All versions of TorrentLocker are successfully detected by a wide range of Kaspersky Lab technologies: behavioral (verdicts PDM:Trojan.Win32.Generic, HEUR:Trojan.Win32.Generic), signature-based (verdicts Trojan-Ransom.Win32.Rack.*), and cloud-based via KSN (verdict UDS:DangerousObject.Multi.Generic).
The most effective detection (behavior-based) is provided by our proactive component. This does not rely on the content of an executable file but makes its judgment based on the action it performs, allowing us to detect any encryption attempts regardless of whether the malicious sample is new or has been seen before. What’s more, our products incorporate a new cryptomalware countermeasures subsystem which can automatically roll back malicious changes to users’ files. More information on this system is available in our whitepaper.

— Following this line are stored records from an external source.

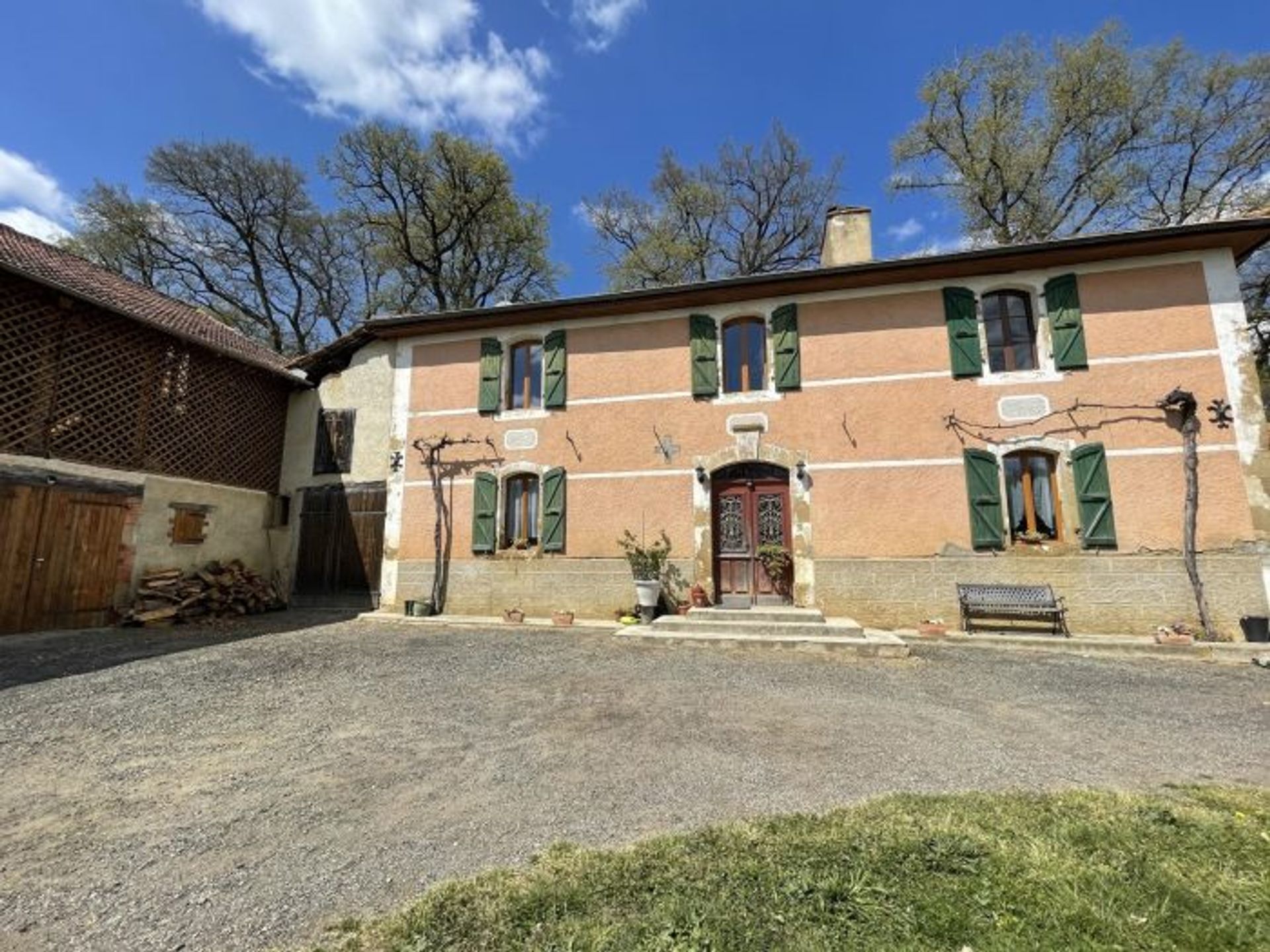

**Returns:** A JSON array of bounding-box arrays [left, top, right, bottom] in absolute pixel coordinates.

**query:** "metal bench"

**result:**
[[956, 582, 1071, 637]]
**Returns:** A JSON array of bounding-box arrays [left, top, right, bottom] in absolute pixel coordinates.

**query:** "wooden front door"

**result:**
[[0, 483, 136, 635], [294, 483, 388, 608], [711, 463, 791, 608]]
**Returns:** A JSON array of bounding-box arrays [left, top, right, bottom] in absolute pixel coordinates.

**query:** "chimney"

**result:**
[[820, 204, 872, 268]]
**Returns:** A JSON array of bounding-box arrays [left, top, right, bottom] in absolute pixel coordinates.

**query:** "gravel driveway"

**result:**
[[0, 614, 1270, 952]]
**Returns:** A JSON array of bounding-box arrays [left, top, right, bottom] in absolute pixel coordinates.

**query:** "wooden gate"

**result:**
[[294, 483, 388, 608], [710, 463, 790, 608], [0, 481, 138, 635]]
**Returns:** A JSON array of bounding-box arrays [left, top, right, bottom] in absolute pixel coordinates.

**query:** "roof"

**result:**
[[366, 216, 1270, 337], [0, 225, 300, 383]]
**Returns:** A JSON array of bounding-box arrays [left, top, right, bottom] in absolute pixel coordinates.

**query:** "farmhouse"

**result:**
[[7, 208, 1270, 637]]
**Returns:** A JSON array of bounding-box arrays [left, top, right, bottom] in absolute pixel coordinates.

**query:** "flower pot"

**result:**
[[635, 579, 661, 608]]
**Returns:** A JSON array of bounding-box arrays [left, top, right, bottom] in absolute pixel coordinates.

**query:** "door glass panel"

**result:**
[[758, 493, 785, 546], [719, 496, 749, 552]]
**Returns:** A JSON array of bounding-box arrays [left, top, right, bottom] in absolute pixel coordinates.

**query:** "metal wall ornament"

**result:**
[[1208, 397, 1234, 430]]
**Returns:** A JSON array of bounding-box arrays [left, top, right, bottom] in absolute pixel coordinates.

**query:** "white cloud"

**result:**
[[198, 0, 551, 143], [569, 0, 644, 54], [0, 149, 72, 241], [886, 218, 926, 241]]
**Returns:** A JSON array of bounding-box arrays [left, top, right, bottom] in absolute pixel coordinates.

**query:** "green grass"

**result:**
[[310, 787, 1270, 952]]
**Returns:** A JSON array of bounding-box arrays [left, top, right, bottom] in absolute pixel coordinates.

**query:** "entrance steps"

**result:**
[[617, 606, 908, 658]]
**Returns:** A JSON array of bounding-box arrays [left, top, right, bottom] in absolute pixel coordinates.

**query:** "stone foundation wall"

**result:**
[[396, 559, 692, 618], [398, 553, 1267, 639], [816, 553, 1266, 640]]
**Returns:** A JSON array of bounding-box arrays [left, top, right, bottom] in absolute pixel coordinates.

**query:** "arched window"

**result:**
[[503, 472, 538, 548], [722, 317, 767, 393], [983, 291, 1037, 372], [507, 340, 542, 410], [1002, 450, 1062, 542]]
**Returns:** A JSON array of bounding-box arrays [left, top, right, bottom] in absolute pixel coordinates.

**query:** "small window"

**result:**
[[503, 473, 538, 548], [722, 317, 767, 393], [314, 410, 357, 476], [171, 504, 207, 546], [1003, 451, 1060, 542], [507, 340, 542, 410], [983, 291, 1037, 373]]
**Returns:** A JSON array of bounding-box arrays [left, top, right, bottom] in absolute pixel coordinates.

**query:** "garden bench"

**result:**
[[956, 582, 1071, 637]]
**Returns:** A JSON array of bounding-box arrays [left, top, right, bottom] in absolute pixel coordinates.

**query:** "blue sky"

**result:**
[[0, 0, 1270, 294]]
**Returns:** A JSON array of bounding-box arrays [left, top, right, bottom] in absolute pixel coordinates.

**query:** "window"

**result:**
[[171, 502, 208, 546], [503, 473, 538, 548], [507, 340, 542, 410], [722, 317, 767, 393], [1002, 450, 1060, 542], [314, 410, 357, 476], [983, 291, 1037, 373]]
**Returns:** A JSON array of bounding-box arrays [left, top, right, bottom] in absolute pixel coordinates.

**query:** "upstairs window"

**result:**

The best way to guarantee the safety of critical data is to have a consistent backup schedule. Backup should be performed regularly and, moreover, copies need to be created on a storage device that is accessible only during this process (e.g., a removable storage device that is disconnected immediately after backup). Failure to follow these recommendations will result in the backed-up files being attacked and deleted or encrypted by the ransomware in the same way as the original files.
Even with a regular backup schedule the most recent files might be left unprotected and could be lost to a ransomware attack. An antimalware solution with up-to-date bases and activated components is not only essential to ensure data safety, but also protects the system against other kinds of cyberthreats.
Modern malware is often propagated by means of social engineering so it is crucial to be aware of the most commonly used tricks, such as fake email notifications from various well-known services and organizations. These counterfeit email messages commonly contain malware and they are often hard to distinguish from legitimate communications. That’s why users should pay attention to every detail, remain constantly alert and only open attachments from trusted sources to guard against the risk of infection.